Discussion:
[Users] Simfactory2, OpenMP, and hwloc
David Gore
8 years ago
Permalink
Hello,

I am having difficulty compiling simfactory with OpenMP on a RHEL6.5 and
RHEL6.8 machine.

The compilation goes well if I set "CCTK_OPENMP_MODE = no" I get a working
version of simfactory and can run the static_tov example. HOWEVER, it will
only run on one core.


When I set ppn = 8, max-num-threads=8, num-threads=8, and nodes=1 I get the
following errors:

$ ./simfactory/bin/sim submit static_tov1 --parfile=par/static_tov.par

Warning: Too many threads per process specified: specified num-threads=8
(ppn-used is 8)
Warning: Total number of threads and number of threads per process are
inconsistent: procs=1, num-threads=8 (procs*num-smt must be an integer
multiple of num-threads)
Warning: Total number of threads and number of cores per node are
inconsistent: procs=1, ppn-used=8 (procs must be an integer multiple of
ppn-used)

$ ./simfactory/bin/sim submit static_tov1 --parfile=par/static_tov.par
--procs=8

WARNING[L1,P0] (Carpet): Although OpenMP is disabled, the environment
variable OMP_NUM_THREADS is set to 8. It will be ignored.
WARNING level 0 from host jlabdaq.pcs.cnu.edu process 0
while executing schedule bin (none), routine (no thorn)::(no routine)
in thorn Carpet, file /home/dgore/Cactus/Cactus/configs/sim/build/Carpet/
SetupGH.cc:222:
-> Although OpenMP is disabled, the environment variable
CACTUS_NUM_THREADS is set to 8. This may indicate a severe problem with the
Cactus startup mechanism.
cactus_sim: /home/dgore/Cactus/Cactus/configs/sim/build/Carpet/helpers.cc:275:
int Carpet::Abort(const cGH*, int): Assertion `0' failed.
Rank 0 with PID 32440 received signal 6
Writing backtrace to static_tov/backtrace.0.txt
/home/dgore/simulations/static_tov2/output-0000/SIMFACTORY/RunScript: line
26: 32440 Aborted (core dumped)

$./simfactory/bin/sim submit static_tov1 --parfile=par/static_tov.par
--procs=1

-- Warning: Too many threads per process specified: specified num-threads=8
(ppn-used is 8)
Warning: Total number of threads and number of threads per process are
inconsistent: procs=1, num-threads=8 (procs*num-smt must be an integer
multiple of num-threads)
Warning: Total number of threads and number of cores per node are
inconsistent: procs=1, ppn-used=8 (procs must be an integer multiple of
ppn-used)

When I set all the .ini variables to 1,

$ ./simfactory/bin/sim submit static_tov5 --parfile=par/static_tov.par

This works and runs properly on a SINGLE core.

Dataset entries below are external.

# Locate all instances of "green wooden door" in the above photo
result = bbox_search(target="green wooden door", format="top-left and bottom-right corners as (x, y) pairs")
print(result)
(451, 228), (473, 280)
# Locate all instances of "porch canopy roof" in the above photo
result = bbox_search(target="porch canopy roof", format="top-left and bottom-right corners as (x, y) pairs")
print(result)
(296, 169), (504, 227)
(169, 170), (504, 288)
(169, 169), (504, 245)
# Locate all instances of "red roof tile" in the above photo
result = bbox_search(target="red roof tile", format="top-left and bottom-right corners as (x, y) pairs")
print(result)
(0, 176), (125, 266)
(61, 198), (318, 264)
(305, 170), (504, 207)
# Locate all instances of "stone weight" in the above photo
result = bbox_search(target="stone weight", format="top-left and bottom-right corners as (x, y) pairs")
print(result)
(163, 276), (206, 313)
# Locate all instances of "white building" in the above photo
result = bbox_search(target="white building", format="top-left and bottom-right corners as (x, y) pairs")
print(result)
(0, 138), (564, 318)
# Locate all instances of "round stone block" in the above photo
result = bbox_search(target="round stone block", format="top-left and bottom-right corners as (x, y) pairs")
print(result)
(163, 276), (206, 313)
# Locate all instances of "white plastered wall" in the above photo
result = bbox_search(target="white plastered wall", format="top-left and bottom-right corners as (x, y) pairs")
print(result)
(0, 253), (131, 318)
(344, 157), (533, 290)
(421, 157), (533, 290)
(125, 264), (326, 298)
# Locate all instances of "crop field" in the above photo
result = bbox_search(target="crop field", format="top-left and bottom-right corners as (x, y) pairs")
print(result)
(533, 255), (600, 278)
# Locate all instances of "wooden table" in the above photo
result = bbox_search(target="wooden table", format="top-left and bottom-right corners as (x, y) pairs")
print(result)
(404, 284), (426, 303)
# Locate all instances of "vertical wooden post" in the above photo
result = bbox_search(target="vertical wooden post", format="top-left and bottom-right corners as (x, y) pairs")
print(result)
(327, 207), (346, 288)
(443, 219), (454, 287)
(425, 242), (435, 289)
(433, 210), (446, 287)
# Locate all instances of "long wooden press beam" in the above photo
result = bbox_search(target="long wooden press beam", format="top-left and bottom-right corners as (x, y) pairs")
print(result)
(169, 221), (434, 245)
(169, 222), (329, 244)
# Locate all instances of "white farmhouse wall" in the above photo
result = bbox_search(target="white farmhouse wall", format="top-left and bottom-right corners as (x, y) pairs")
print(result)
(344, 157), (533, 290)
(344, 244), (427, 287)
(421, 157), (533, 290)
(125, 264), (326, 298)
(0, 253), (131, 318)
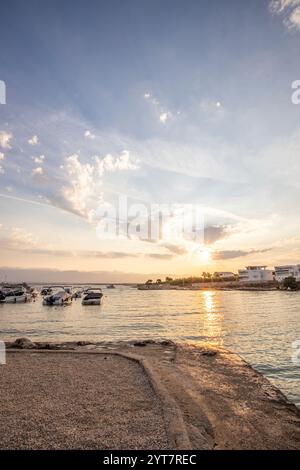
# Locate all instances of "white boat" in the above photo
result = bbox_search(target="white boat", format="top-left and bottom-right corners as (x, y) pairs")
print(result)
(72, 287), (84, 299)
(41, 286), (52, 296)
(43, 286), (72, 306)
(81, 288), (103, 305)
(0, 287), (32, 304)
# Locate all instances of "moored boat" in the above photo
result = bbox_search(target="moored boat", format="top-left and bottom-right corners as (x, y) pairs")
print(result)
(43, 286), (72, 306)
(81, 288), (103, 305)
(41, 286), (52, 296)
(0, 286), (32, 304)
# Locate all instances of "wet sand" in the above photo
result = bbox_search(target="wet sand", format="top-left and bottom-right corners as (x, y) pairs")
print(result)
(0, 341), (300, 450)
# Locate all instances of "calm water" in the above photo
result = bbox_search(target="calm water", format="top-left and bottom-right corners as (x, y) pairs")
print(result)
(0, 287), (300, 406)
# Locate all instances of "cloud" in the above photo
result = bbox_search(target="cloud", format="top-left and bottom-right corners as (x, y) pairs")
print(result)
(146, 253), (174, 260)
(270, 0), (300, 30)
(212, 248), (272, 260)
(159, 111), (172, 124)
(0, 131), (13, 149)
(204, 225), (227, 245)
(59, 150), (138, 218)
(31, 166), (44, 176)
(32, 155), (45, 165)
(84, 130), (96, 140)
(28, 135), (39, 145)
(0, 227), (173, 260)
(144, 92), (175, 124)
(159, 243), (188, 255)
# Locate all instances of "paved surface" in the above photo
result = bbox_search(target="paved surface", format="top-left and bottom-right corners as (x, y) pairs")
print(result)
(0, 352), (168, 449)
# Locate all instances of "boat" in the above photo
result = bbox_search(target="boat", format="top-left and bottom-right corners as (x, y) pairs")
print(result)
(0, 286), (32, 304)
(64, 286), (73, 295)
(72, 287), (84, 299)
(41, 286), (52, 296)
(43, 286), (72, 306)
(81, 288), (103, 305)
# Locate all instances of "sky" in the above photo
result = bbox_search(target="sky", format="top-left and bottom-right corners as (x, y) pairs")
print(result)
(0, 0), (300, 282)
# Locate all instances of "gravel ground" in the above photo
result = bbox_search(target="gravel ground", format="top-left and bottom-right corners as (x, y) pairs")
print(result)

When I try and use OpenMP, hwloc refuses to compile when I set
"CCTK_OPENMP_MODE = yes" The error is that "C compiler does not generate
executables" (or something similar).

If ayone can provide any light on this, I'd be very appreciative.
--
David Gore, Ph.D., Lecturer in Physics
Department of Physics, Computer Science and Engineering
Christopher Newport University
Office: 309 Luter Hall
Voice: 757 594 7827
David Gore
8 years ago
Permalink
(I don't know if people prefer bottom-posting or top-posting, so I'm just
going with GMail's default)

As usually happens, 10 minutes (ok, an hour) after I post a problem, I find
a solution. The problem was that, in

Cactus/configs/sim/config-data/make.config.defn, the following code block
existed:

# OpenMP flags
export CPP_OPENMP_FLAGS = -openmp <----This was the problem
export FPP_OPENMP_FLAGS = -fopenmp
export C_OPENMP_FLAGS = -fopenmp
export CXX_OPENMP_FLAGS = -fopenmp
export CUCC_OPENMP_FLAGS =
export F90_OPENMP_FLAGS = -fopenmp
export F77_OPENMP_FLAGS = -fopenmp

I removed "-openmp" from the CPP_OPENMP_FLAGS variable and now hwloc
compiles.

Much thanks to @bgoglin who was sitting on irc.freenode.net/#hwloc and
caught the error for me.
(And I thought IRC died in 2005 or so :-)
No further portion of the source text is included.